Comments on Samizdata quote of the day

I was going to note a "decent politician", but a member of the HoL is not really a politician in the regular sense, is he?


Posted by Alisa at April 7, 2009 08:52 AM

Indeed Alisa, which is why in principle the House of Lords has much to commend it. One is far more likely to hear truth spoken there than in the democratically sanctified and vastly more powerful House of Commons.


Posted by Perry de Havilland at April 7, 2009 10:04 AM

Just proves once again that democracy is overrated.


Posted by Nick at April 7, 2009 10:17 AM

Perry:

One is far more likely to hear truth spoken there than in the democratically sanctified and vastly more powerful House of Commons.
Hear? The man spoke 5 days ago, and it is nowhere in the MSM, as far as Google can tell. Unfortunately, unlike Guy, most people don't regularly peruse the Parliament Publications website. OTOH, when...(his name eludes me now)...the now famous MEP gave Brown his much deserved kicking, it was all over the place. That was my only point. I still agree with you though that any time truth is spoken it is cause for celebration, and a Lord still has larger and more attentive audience than a regular Joe. Good on him.


Posted by Alisa at April 7, 2009 10:35 AM
Hear? The man spoke 5 days ago, and it is nowhere in the MSM, as far as Google can tell.
Time to put the Lords onto YouTube, a la Daniel Hannan(Link). Yet another reason to commend the prolific mises.org(Link) and lewrockwell.com(Link)
Posted by Marc Sheffner at April 7, 2009 11:40 AM

I don't know, Marc. Hannan's speech was first picked up by the MSM, IIRC, and only then it spilled over to YT (I could be wrong). Still and regardless, couldn't hurt either.


Posted by Alisa at April 7, 2009 02:18 PM

I've been chuntering away to all and sundry lately about restating libertarianism as based around a concept of consent, rather than the more famous formulation regarding "force or fraud". While state data-gathering is force, that's a poor word to use. Focussing on "consent", the violation of which in this context is obvious, is a much clearer formula.

Makes a change from class consciousness, anyway :)

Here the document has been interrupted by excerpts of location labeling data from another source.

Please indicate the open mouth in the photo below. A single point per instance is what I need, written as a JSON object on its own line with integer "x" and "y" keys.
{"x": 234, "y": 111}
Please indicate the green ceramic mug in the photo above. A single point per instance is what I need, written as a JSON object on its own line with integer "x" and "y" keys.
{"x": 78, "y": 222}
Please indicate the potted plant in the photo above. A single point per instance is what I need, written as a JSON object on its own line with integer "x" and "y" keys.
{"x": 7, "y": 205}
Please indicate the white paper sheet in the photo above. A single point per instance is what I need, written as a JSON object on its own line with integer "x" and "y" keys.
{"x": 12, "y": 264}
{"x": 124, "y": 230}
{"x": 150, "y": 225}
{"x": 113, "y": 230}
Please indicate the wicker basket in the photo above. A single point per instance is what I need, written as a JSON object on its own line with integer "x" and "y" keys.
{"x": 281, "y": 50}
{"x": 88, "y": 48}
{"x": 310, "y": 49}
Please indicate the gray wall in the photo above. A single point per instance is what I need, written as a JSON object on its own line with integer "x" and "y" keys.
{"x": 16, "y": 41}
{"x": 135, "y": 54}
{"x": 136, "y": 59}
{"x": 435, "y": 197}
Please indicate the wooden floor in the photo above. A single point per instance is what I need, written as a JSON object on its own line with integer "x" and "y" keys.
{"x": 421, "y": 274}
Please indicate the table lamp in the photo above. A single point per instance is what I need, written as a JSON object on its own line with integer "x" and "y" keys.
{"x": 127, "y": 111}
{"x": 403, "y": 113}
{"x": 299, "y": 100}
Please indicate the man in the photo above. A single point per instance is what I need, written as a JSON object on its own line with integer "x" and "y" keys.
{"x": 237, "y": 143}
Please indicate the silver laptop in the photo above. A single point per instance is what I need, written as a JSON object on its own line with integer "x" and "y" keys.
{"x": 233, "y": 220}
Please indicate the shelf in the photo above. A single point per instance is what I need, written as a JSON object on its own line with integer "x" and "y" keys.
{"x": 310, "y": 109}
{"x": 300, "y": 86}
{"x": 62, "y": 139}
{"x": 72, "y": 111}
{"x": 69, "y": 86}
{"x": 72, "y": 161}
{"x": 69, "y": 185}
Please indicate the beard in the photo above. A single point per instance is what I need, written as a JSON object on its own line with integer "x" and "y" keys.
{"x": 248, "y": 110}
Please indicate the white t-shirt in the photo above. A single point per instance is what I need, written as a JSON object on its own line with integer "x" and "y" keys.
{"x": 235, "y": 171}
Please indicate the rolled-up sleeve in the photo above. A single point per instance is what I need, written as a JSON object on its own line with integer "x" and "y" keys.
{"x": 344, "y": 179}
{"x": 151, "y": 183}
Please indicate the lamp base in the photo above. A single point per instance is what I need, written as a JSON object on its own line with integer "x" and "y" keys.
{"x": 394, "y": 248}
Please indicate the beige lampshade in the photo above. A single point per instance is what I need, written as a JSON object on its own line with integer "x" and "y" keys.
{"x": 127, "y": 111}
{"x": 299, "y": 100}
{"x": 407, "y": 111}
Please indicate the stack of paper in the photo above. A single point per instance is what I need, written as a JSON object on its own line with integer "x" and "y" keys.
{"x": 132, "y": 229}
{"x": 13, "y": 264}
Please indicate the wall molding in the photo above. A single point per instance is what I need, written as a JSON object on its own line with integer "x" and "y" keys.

Posted by Ian B at April 7, 2009 02:27 PM

What the earl says is true, and that must be why the state generally doesn't seem too interested in prosecuting identity theft - "because the core statistics of our unique lives" are of no interest to them beyond the power to tax. They get what they want out of us through those core statistics and that is all that matters. More anarcho-tyranny.
My neighbor had her identity stolen, spend countless hours researching what to do next, did all that, eventually found the person in an identifiable location not 100 miles away and the cops do nothing. The shit isn't arrested or cited or anything. They just don't care - they meaning the state.
What that means is that identity theft ISN'T a crime. Until the state regularly prosecutes for it, it isn't a crime. Smoke pot and you get hammered. Steal money, time, data, etc from someone through identity theft and you get a pass.


Posted by darthlaurel at April 7, 2009 04:47 PM

Consent is important Ian B

That tosspot Walter B. (the man who was NOT the "founder of the Economist" as is so often claimed) used to sneer at a "old women" who had said that the government had no right to demand to know how many people lived in her house (the first census 1801).

But, of course, the "old women" was quite correct.

But there is also the point about "consent" in relation to the funding.

For example, if every agreed to provide the information demanded by the Births, Marriages and Deaths (Registration) Act of 1836, it would still be wrong.

Because the money to fund the administration of the Act, is tax money - taken without individual consent.

The John Locke trick (of suddenly, in the Second Treatise, going from individual consent to supposed majority consent via Parliament,) is just that - a trick. And for centuries before the 17th, thinkers had understood that one should not jump from individual to majority (or supposed majority) consent. Gough (Oriel if my memory serves) pointed this out about sixty years ago - I still think his little Oxford book on Locke is the best.


Posted by Paul Marks at April 7, 2009 05:45 PM

As for the House of Lords - it reminds me what an over rated thinker Thomas Paine is (sorry Glenn Beck - but Paine is an over rated thinker).

Specifically the famous line:

"Hereditary legislators are as absurd as hereditary mathematicians".

Even leaving aside the basic point that making more "legislation" is not what the House of Lords is about, are "elected mathematicians" better? Mathematicians with no skill in mathematics - but plenty of skill in flattering (lying to) voters.

Typical Thomas Paine - sounds clever, but when one thinks about it the idea is wrong.